As stated before Backpressure is not good But Velocity is very important if a combo is well tuned more air is pulled into the cylinders with scavenging using headers than the pistons pull in , this is where the hot air leaving at high speed creates a vacuum behind it pulling air into the cylinders with the exhaust & intake valves are both open during the overlap in the cam , at high rpm this can actually create mild supercharging where the cylinder can be filled to more than 100% volume . Manifolds do not have runners long enough to effectively create scavenging .
If the exhaust is too large the speed is lost inside the exhaust , too small & it becomes restrictive where the speed needs to be excessive & causes the engine to work harder to push the exhaust out so it is a balance .
I read an interesting book on exhaust science year ago & have forgotten too much , wish I still had the book !! Maybe it is on Ebay ?

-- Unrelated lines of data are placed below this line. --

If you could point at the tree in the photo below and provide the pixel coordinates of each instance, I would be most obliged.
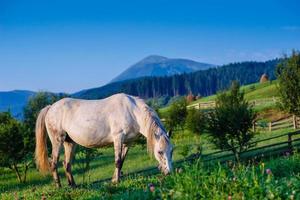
(84, 157)
(177, 114)
(195, 121)
(288, 74)
(231, 121)
(12, 145)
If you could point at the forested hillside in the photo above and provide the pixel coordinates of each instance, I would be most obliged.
(204, 83)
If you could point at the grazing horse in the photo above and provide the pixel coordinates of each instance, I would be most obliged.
(116, 120)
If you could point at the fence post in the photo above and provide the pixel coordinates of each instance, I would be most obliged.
(253, 127)
(290, 145)
(295, 122)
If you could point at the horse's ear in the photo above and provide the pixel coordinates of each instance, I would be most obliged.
(169, 133)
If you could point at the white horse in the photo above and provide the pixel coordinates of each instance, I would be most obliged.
(116, 120)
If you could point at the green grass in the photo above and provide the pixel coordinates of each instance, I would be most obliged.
(192, 181)
(103, 166)
(256, 91)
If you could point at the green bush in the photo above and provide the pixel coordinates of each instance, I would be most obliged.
(177, 114)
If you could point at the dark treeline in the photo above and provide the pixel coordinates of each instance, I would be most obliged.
(204, 83)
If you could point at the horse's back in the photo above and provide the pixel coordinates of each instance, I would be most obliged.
(92, 122)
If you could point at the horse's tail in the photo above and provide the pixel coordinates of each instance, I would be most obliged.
(41, 152)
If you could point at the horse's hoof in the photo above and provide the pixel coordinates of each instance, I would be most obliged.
(115, 181)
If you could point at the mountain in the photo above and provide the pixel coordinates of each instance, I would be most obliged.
(160, 66)
(14, 101)
(204, 82)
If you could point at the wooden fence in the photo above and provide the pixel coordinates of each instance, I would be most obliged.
(289, 122)
(212, 104)
(289, 143)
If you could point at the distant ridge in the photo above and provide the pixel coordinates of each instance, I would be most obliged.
(14, 101)
(155, 66)
(203, 82)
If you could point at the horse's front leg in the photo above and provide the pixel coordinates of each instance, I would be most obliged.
(120, 153)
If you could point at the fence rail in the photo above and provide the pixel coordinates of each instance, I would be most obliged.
(212, 104)
(288, 122)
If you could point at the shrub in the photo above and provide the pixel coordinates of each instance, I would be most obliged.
(195, 121)
(11, 144)
(231, 122)
(177, 114)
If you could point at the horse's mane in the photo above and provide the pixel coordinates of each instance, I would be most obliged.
(153, 123)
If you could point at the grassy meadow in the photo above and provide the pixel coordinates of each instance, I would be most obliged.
(190, 181)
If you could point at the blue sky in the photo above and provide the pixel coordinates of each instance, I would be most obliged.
(72, 45)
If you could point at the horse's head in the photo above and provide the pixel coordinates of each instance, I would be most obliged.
(163, 151)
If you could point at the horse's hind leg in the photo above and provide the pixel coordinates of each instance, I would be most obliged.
(120, 154)
(56, 138)
(55, 157)
(69, 153)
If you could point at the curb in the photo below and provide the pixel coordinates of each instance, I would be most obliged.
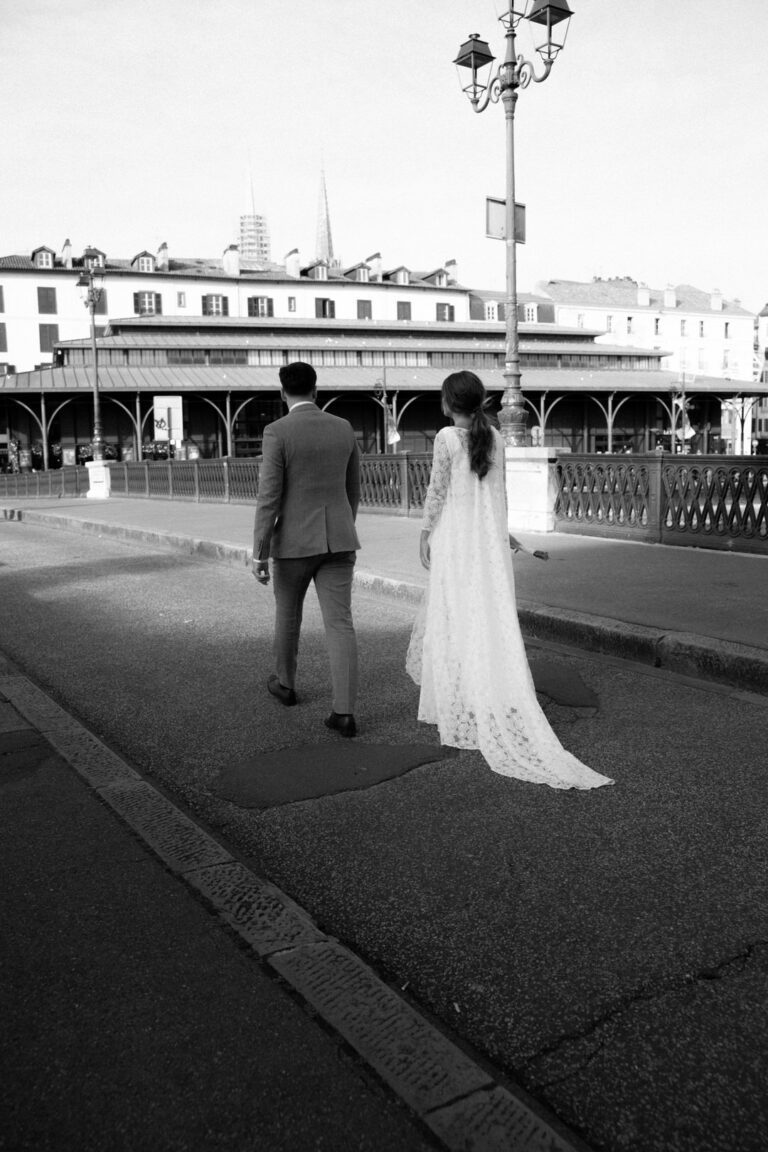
(465, 1107)
(686, 653)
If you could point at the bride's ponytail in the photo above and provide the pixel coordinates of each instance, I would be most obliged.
(463, 392)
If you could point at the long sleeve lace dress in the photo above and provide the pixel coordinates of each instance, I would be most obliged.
(466, 650)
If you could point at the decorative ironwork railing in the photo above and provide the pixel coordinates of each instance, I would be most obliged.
(388, 483)
(60, 482)
(705, 501)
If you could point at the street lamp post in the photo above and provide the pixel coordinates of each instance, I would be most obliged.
(512, 74)
(91, 286)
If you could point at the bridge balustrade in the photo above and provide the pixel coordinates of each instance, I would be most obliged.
(704, 501)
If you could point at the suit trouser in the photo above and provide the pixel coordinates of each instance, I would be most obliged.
(332, 573)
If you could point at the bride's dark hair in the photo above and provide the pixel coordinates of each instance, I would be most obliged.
(463, 392)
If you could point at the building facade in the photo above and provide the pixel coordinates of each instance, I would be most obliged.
(382, 339)
(40, 302)
(702, 335)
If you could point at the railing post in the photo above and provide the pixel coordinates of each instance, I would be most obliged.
(404, 483)
(655, 497)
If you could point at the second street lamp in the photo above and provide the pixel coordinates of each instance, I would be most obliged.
(549, 20)
(91, 286)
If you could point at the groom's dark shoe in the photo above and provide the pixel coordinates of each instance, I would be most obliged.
(342, 722)
(286, 696)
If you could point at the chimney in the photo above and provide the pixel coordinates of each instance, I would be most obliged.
(230, 260)
(451, 268)
(377, 270)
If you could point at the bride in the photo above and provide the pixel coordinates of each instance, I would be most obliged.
(466, 651)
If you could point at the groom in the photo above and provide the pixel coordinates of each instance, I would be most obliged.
(309, 493)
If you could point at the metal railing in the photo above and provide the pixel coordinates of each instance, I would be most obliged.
(388, 483)
(701, 501)
(59, 482)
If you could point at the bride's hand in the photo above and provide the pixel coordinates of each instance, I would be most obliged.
(424, 550)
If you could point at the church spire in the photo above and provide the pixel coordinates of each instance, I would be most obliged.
(325, 240)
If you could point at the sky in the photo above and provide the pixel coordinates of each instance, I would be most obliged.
(126, 123)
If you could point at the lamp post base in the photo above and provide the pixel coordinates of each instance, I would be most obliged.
(530, 490)
(98, 479)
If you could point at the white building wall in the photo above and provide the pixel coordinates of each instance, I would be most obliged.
(182, 296)
(723, 350)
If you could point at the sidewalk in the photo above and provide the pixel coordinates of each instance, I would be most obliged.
(692, 611)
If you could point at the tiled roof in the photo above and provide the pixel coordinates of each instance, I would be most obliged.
(362, 342)
(623, 293)
(349, 379)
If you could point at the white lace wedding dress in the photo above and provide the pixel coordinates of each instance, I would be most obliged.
(466, 650)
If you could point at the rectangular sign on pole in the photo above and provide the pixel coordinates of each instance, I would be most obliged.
(496, 220)
(168, 418)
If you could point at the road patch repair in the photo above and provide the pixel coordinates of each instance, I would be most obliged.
(459, 1099)
(293, 774)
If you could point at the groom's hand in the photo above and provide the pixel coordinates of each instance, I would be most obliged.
(260, 569)
(424, 550)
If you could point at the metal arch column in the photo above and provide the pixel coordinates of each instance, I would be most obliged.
(31, 412)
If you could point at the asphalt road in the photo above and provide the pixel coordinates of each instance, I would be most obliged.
(607, 949)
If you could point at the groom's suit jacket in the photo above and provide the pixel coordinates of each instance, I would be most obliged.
(309, 486)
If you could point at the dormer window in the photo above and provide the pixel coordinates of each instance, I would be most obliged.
(92, 258)
(43, 258)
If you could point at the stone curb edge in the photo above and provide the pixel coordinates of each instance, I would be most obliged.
(453, 1094)
(706, 658)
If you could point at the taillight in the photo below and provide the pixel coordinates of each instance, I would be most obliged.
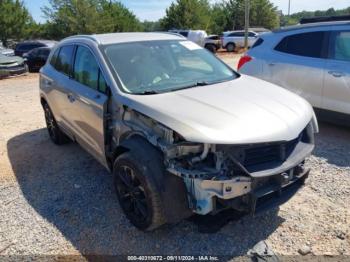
(244, 59)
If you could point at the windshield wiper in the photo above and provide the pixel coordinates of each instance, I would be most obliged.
(200, 83)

As dumb as it sounds as the exhaust cools it needs less pipe diameter to maintain the same flow so the factory had it right where the head pipes were generally larger with small 2" pipe at the tips , this has been proven to increase power also everything after the muffler has very little effect at all . I have never seen an aftermarket system where the pipe diameter reduces further back I would imagine most would view this as restrictive therefore creating a demand to maintain pipe diameter all the way to the tips . This has been the reasoning behind new stepped tube headers where the pipe diameter is much larger right @ the head & the pipe size is reduced 8" or so away from the heads , these are also proven to increase power .
Headers are also tuned for rpm , very high rpm engines need shorter primary tubes as the next exhaust pulse is very close behind , low rpm torque engines benefit from much longer tube headers as the pulses are farther apart .
Straight trough mufflers while seemingly should have very little resistance to flow were actually shown to be very inefficient as well.